Hobby Lobby announced Friday that it will close all its stores across the country and furlough nearly all employees without pay after the company initially refused to close locations where strict stay-at-home orders were ordered in response to the coronavirus pandemic.
A statement on the company's website said Hobby Lobby will "close the remainder of its stores, and furlough nearly all store employees and a large portion of corporate and distribution employees, effective Friday, April 3rd, at 8:00 p.m. The stores will remain closed until further notice."
On Wednesday night, Ohio Attorney General Dave Yost issued a cease and desist to Hobby Lobby in response to its refusal to close stores in the state amid the COVID-19 outbreak. Hobby Lobby complied and said it would close stores the same night.

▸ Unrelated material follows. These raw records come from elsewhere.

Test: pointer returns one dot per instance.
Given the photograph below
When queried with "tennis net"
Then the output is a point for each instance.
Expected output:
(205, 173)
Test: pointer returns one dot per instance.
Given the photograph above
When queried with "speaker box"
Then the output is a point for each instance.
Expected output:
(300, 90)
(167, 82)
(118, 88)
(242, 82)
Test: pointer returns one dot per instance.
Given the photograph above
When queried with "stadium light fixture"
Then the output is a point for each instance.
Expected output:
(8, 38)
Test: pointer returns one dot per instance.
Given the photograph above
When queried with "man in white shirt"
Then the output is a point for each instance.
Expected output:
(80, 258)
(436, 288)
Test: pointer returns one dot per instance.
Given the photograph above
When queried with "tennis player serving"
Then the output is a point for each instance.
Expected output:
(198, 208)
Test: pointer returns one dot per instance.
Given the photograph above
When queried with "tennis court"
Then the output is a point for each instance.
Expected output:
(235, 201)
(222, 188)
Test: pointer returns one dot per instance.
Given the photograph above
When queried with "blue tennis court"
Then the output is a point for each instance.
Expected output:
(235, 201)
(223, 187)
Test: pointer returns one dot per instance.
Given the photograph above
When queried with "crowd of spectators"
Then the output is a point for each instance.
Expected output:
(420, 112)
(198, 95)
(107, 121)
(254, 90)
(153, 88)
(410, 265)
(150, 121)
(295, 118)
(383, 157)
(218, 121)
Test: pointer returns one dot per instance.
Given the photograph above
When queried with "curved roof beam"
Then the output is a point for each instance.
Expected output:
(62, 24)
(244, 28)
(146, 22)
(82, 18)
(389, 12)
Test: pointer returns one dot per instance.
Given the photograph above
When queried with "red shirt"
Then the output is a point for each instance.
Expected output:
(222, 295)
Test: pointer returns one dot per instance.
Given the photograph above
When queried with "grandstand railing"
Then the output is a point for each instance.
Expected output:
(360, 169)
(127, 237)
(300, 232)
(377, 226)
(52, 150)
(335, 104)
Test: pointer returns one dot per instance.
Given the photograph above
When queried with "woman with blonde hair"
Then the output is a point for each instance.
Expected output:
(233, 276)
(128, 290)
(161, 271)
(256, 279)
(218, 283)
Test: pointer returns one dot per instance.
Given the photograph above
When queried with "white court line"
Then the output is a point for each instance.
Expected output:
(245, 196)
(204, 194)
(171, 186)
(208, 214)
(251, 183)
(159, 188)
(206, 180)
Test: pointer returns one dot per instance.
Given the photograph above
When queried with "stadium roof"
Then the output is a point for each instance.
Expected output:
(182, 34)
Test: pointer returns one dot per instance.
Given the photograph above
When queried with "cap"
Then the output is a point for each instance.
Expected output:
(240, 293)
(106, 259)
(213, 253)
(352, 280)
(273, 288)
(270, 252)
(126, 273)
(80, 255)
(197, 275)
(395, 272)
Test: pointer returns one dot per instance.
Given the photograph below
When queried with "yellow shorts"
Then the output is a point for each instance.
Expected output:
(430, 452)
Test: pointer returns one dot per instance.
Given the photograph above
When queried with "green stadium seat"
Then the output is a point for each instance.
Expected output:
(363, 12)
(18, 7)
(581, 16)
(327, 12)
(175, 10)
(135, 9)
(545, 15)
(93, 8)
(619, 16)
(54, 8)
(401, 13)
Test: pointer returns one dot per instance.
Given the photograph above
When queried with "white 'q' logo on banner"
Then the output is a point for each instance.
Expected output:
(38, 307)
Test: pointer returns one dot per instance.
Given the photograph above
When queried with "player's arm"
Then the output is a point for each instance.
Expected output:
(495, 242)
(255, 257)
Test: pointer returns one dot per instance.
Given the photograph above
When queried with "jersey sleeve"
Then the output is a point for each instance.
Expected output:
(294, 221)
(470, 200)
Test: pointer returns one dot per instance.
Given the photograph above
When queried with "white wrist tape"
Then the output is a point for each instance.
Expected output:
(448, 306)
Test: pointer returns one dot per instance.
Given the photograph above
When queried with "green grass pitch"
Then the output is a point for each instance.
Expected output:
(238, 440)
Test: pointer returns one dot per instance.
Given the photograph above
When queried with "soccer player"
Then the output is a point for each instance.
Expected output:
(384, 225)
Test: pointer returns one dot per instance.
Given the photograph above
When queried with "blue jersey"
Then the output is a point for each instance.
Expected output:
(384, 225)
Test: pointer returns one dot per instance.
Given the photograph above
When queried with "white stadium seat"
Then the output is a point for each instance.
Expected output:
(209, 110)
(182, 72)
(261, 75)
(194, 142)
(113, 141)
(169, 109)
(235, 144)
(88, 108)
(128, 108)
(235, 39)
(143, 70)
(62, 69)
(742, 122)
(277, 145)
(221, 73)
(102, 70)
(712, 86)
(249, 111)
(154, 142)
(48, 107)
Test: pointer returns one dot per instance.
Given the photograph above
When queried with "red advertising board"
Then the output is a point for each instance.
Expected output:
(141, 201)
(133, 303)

Prior to that, the company reopened in several states where shutdown orders have been issued, and in at least two cases police were called to force the company’s stores to close, according to a report by Business Insider.
Police forced one of the stores in Wisconsin to close after it briefly opened Monday, according to the Milwaukee Journal Sentinel. An employee at the store told Business Insider the store was closed but that some workers had showed up to work on projects.
In Jeffersonville, Indiana, authorities forced a store to close after it was open for one hour Monday morning, the CBS-affiliated news outlet WLKY reported, according to Business Insider. Business Insider confirmed that all 19 Hobby Lobby locations in Ohio were open as of Monday afternoon, as were 17 of 20 stores in Wisconsin that were listed on Google as being “temporarily closed.”
Locations around metro Atlanta remained open as of Wednesday. Georgia Gov. Brian Kemp on Wednesday announced a statewide shelter-in-place order that was scheduled to go into effect at 6 p.m. Friday.